— Oui, dit ma tante, et il a fait un joli coup! il s'est enfui. Ah! ce n'est pas sa soeur, Betsy Trotwood, qui se serait sauvée, elle!» Ma tante secoua la tête d'un air positif, pleine de confiance dans le caractère et la conduite discrète de cette fille accomplie, à laquelle il ne manquait que d'avoir jamais vu le jour.
«Oh! vous croyez qu'elle ne se serait pas sauvée? dit M. Dick.
— Est-il Dieu possible! dit ma tante. À quoi pensez-vous? Je ne sais peut-être pas ce que je dis? Elle aurait demeuré chez sa marraine, et nous aurions vécu très-heureuses ensemble. Où donc voulez-vous, je vous le demande, que sa soeur Betsy Trotwood se fût sauvée, et pourquoi!
— Je n'en sais rien, dit M. Dick.
— Eh bien! reprit ma tante, adoucie par la réponse, pourquoi faites-vous le niais, Dick, quand vous êtes fin comme l'ambre? Maintenant, vous voyez le petit David Copperfield, et la question que je voulais vous adresser, la voici: que faut-il que j'en fasse?
— Ce qu'il faut que vous en fassiez? dit M. Dick d'une voix éteinte et en se grattant le front; que faut-il en faire?
— Oui, dit ma tante, en le regardant sérieusement et en levant le doigt.

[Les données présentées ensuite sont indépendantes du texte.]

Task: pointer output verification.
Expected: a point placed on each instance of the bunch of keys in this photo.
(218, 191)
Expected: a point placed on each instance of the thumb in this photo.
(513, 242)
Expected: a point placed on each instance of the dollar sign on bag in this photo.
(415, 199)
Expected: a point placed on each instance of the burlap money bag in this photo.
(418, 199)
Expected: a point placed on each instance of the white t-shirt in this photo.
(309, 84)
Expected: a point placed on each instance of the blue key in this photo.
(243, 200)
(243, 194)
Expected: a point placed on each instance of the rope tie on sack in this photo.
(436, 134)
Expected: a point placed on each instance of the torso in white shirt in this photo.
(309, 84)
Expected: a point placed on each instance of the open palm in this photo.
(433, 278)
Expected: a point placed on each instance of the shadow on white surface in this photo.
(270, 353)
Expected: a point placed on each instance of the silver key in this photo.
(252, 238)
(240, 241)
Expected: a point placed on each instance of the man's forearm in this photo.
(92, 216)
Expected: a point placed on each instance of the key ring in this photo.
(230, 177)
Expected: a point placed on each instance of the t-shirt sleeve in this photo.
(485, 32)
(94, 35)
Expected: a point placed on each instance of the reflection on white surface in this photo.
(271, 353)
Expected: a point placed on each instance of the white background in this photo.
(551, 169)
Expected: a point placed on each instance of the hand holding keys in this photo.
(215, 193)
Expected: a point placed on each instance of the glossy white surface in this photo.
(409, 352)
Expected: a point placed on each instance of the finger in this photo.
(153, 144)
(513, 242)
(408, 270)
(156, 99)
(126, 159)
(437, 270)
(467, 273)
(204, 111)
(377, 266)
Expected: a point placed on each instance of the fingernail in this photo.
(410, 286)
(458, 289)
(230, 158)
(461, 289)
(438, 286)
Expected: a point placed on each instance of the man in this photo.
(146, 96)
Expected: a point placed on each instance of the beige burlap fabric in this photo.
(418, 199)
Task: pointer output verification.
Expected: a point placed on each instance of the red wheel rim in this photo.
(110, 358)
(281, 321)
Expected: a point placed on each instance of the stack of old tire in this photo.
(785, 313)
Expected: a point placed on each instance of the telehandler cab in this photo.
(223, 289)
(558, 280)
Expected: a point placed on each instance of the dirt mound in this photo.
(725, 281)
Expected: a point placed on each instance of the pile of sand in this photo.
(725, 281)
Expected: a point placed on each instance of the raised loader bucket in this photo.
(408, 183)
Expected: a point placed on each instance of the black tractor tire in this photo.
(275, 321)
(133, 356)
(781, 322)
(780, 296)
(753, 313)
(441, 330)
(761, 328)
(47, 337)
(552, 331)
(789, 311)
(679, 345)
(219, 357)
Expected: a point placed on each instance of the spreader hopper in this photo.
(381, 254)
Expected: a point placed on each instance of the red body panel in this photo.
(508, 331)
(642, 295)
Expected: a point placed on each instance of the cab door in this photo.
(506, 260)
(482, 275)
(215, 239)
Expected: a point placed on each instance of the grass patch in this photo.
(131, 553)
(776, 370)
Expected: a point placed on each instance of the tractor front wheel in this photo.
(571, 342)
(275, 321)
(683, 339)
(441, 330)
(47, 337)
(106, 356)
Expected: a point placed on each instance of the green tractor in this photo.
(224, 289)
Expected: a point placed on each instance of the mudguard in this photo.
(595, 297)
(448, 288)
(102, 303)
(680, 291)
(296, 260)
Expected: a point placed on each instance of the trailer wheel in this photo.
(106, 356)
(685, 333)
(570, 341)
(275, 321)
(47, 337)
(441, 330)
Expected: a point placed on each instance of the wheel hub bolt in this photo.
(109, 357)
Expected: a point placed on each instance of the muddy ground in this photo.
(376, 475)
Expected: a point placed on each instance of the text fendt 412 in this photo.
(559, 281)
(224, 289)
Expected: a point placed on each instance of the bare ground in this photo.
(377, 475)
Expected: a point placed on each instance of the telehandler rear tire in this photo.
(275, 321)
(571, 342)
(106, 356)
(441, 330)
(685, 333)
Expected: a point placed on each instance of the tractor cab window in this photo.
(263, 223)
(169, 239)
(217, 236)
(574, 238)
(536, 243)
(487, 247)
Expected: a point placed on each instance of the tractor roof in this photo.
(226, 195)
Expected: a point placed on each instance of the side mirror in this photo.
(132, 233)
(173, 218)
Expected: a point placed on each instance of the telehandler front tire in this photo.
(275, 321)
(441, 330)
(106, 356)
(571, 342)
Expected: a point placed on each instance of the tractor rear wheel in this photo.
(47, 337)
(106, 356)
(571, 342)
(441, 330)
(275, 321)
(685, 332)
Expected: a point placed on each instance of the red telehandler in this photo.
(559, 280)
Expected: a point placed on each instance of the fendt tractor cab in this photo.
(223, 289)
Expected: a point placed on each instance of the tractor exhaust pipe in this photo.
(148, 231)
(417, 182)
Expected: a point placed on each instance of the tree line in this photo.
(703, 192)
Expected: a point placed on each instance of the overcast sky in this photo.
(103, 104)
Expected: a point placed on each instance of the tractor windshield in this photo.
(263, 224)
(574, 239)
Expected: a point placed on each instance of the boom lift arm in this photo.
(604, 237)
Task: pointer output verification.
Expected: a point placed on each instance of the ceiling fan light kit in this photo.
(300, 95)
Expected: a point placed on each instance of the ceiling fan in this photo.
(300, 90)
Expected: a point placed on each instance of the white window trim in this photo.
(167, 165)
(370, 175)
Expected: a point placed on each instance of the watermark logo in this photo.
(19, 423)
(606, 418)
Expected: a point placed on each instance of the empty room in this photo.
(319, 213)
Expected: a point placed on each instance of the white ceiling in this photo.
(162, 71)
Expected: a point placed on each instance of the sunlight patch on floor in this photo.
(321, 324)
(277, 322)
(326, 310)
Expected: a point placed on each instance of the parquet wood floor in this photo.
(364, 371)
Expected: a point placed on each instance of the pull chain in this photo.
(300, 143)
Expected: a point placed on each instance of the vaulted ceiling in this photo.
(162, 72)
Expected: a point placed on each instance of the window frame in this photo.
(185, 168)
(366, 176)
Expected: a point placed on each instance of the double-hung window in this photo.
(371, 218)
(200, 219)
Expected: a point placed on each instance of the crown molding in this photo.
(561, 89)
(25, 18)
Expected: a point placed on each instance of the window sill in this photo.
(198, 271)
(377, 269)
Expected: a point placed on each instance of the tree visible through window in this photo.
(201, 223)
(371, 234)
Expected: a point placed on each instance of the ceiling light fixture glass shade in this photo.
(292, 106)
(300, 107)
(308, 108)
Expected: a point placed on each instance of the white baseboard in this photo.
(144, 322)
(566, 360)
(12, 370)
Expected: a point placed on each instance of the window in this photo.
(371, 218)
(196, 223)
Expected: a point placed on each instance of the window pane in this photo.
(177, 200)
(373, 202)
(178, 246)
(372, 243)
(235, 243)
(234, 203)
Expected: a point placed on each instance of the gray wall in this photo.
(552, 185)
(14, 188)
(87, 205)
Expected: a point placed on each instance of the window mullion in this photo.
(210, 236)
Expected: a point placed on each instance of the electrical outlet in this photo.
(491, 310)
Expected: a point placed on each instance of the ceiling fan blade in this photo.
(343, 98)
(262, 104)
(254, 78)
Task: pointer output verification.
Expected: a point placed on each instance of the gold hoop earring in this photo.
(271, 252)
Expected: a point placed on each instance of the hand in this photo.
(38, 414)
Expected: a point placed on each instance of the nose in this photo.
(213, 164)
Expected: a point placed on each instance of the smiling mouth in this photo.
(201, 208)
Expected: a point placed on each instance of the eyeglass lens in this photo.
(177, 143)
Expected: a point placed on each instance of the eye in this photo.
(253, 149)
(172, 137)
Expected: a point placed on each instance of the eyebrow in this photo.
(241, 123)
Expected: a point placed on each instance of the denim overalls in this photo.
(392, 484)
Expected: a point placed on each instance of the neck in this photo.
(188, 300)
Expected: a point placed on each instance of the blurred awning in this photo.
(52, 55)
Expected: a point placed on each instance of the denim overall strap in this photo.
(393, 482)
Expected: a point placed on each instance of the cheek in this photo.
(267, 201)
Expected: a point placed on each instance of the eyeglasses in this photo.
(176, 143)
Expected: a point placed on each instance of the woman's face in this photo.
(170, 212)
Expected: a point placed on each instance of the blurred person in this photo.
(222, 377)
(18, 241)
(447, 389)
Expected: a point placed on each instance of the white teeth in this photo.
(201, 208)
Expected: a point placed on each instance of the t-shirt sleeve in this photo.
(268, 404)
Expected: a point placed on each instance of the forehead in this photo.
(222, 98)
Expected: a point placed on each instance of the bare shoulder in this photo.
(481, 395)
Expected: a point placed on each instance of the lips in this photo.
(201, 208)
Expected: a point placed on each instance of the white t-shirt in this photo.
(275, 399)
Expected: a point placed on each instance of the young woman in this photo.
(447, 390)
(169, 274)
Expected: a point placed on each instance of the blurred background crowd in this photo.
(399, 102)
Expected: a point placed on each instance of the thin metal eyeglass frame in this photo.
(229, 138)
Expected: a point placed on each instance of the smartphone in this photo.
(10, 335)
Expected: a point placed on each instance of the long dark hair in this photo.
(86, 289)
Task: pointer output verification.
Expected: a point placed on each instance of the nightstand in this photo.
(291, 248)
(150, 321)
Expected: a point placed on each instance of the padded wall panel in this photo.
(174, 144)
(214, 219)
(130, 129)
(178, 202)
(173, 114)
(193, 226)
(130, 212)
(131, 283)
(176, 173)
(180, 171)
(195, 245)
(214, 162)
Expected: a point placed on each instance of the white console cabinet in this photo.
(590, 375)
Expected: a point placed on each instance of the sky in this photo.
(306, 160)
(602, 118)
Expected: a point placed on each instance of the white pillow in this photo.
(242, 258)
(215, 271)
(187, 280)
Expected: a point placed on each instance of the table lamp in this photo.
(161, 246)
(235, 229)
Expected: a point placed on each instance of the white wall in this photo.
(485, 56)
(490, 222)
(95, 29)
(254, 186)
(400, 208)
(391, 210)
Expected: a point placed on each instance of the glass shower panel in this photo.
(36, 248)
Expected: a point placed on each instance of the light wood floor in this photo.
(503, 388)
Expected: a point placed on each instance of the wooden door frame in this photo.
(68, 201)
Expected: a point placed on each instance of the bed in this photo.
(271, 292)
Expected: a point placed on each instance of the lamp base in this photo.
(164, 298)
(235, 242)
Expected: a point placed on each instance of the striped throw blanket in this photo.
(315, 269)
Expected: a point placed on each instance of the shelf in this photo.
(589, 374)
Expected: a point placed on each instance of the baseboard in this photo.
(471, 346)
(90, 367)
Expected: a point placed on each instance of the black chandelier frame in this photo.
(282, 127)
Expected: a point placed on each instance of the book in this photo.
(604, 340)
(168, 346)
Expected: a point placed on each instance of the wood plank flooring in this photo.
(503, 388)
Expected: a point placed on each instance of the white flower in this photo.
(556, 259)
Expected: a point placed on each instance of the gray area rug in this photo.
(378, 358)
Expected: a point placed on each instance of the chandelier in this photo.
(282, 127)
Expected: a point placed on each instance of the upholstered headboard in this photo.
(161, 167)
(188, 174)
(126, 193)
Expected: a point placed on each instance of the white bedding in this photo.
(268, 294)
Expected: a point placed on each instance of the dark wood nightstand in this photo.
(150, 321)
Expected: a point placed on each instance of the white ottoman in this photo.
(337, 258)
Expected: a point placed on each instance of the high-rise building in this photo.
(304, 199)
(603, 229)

Attention! il me faut un avis solide.
— Eh bien! si j'étais à votre place… dit M. Dick, en réfléchissant et en jetant sur moi un vague regard, je… ce coup d'oeil me sembla lui fournir une inspiration soudaine, et il ajouta vivement: je le ferais laver!
— Jeannette, dit ma tante en se retournant avec un sourire de triomphe que je ne comprenais pas encore; M. Dick a toujours raison; faites chauffer un bain!»
Quelque intérêt que je prisse à la conversation, je ne pus m'empêcher, pendant ce temps-là, d'examiner ma tante, M. Dick et Jeannette, et d'achever cet examen par la chambre où je me trouvais.